Until today, not many Indonesians or global citizens were aware of this daring effort, which has been taking place on Sumba since 2010. So to promote this ambition, Hivos went in search of motivated people who would commit to participating in a unique experience: ‘Expedition Sumba’.
This year, Hivos organised its third Expedition Sumba, this time with biogas at its heart. The goal is that the expedition team will spread the word about Sumba and the ongoing renewable energy projects on the island. Expedition members act as ambassadors of the project and share their experiences as a means of attracting crowdfunding. The funds collected this year will go toward the installation of biogas digesters on Sumba.
Following a long recruitment process, four Dutch and four Indonesian citizens were selected to go to Sumba from 30 August to 6 September 2014. The expedition made its journey from west to east, starting in Kendautana, a village where water is a luxury. Here, there was a biogas installation already in progress. For two days, the expedition members helped to dig through the rocky lime soil and mix concrete to lay the foundation of the biogas digester, before building a dome to cover it. All the work was done by hand with simple tools.
The journey subsequently continued to Lewa village, where the expedition members witnessed to what extent energy intervention can improve people’s lives. Lewa is so dry that local farmers can only grow vegetables for 3 months out of the year. They have to endure severe drought for the remaining nine months. Biogas digesters produce a by-product called bio slurry, which is very important in helping fertilise the soil.

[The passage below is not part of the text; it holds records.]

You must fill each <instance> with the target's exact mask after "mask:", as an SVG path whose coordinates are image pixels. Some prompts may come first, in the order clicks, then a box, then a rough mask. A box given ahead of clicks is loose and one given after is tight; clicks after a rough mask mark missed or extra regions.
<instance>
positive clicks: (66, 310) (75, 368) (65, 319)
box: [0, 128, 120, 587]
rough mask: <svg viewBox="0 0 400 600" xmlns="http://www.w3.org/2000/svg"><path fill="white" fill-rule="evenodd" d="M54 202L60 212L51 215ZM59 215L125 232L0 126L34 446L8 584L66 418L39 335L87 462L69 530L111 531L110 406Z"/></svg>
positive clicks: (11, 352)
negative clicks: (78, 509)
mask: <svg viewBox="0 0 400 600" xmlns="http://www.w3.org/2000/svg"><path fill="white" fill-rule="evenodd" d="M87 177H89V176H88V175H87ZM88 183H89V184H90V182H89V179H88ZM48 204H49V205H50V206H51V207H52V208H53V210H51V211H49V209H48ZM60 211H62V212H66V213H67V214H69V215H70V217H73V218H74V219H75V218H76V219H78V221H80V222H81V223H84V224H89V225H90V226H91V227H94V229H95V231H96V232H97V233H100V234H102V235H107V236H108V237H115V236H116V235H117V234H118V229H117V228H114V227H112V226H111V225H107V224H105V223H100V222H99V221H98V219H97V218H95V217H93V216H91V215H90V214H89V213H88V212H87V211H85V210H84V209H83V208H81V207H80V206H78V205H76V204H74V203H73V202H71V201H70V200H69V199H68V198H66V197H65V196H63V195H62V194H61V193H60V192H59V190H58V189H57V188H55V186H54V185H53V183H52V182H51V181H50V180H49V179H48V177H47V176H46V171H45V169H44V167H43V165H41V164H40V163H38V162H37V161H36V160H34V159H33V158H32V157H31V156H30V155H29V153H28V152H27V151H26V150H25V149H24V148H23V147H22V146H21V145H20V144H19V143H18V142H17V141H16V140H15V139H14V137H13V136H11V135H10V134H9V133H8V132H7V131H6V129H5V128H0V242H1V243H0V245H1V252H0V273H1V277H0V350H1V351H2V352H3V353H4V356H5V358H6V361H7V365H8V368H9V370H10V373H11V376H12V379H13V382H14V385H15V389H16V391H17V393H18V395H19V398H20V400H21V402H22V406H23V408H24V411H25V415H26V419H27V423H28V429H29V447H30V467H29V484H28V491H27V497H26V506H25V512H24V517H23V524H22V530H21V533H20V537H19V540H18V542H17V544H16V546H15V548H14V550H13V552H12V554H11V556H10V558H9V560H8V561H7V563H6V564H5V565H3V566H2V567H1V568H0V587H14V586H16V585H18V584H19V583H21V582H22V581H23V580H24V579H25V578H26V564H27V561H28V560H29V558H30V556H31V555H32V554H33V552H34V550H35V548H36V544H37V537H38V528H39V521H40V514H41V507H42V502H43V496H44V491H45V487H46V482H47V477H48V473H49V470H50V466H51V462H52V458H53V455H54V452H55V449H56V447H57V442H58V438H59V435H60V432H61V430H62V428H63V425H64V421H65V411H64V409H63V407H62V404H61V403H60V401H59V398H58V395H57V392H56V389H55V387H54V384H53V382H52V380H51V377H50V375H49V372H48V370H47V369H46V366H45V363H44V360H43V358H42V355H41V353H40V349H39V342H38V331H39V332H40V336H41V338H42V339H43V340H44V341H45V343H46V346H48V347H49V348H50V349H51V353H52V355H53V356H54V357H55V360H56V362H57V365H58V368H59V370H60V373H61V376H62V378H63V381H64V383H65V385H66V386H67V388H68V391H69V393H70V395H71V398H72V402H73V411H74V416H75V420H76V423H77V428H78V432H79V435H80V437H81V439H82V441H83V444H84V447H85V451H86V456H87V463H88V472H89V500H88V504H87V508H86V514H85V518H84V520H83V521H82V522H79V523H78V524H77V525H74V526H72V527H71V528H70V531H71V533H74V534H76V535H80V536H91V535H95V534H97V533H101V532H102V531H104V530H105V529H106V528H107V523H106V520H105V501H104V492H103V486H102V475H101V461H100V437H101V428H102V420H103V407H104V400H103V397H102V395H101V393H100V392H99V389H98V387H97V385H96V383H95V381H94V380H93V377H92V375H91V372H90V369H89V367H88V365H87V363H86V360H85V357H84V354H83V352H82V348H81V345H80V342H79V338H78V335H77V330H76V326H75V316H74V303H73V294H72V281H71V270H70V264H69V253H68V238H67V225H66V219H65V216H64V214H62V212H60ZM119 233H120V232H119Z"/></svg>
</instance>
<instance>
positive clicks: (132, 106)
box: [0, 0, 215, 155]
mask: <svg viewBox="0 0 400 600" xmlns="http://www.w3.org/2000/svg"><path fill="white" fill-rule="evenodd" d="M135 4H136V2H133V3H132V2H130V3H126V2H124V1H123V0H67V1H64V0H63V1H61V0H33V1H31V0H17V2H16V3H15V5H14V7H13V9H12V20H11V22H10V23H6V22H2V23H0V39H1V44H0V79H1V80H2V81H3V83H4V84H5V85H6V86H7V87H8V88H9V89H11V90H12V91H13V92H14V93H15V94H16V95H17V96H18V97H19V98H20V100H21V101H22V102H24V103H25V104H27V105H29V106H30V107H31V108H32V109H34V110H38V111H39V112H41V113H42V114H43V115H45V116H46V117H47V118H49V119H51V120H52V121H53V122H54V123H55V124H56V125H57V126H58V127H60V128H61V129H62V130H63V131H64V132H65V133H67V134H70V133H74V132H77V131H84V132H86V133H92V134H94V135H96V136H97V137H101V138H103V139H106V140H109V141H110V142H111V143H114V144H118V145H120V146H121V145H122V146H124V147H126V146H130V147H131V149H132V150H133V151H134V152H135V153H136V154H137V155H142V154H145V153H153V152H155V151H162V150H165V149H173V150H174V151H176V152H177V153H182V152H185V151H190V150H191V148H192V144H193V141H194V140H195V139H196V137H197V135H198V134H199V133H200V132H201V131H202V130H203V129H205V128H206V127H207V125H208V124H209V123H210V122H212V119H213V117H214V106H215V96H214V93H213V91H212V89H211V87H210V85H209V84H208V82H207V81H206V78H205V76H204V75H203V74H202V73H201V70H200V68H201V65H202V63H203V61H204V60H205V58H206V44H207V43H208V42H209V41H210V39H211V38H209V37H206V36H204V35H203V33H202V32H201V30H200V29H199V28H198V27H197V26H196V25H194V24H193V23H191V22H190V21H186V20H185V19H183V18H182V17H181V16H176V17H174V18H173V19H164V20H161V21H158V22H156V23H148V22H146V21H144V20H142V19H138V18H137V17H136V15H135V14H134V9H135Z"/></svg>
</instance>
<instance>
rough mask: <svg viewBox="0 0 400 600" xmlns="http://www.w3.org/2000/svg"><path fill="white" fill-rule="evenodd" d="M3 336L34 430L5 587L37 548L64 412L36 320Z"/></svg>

So now, the combination of readily available bio-slurry and Hivos’ solar water pumping installation makes year-long cultivation is possible.
The journey ended in a village named Laimbonga, where despite enjoying a better economy, the inhabitants are still very keen to have a sustainable source of energy. As the expedition members saw everywhere on Sumba, it is not just a question of having electricity, but how energy can seriously improve the present living standard of the people.
Expedition Sumba is part of Hivos’ climate and energy campaign, which aims to achieve 100% renewable energy worldwide. The campaign’s primary goal is to garner public support in the Netherlands and Indonesia for affordable access to renewable energy in developing countries in general, and on Sumba in particular. By 2025, Sumba will be a global example of how renewable energy can both fight poverty and stimulate sustainable development.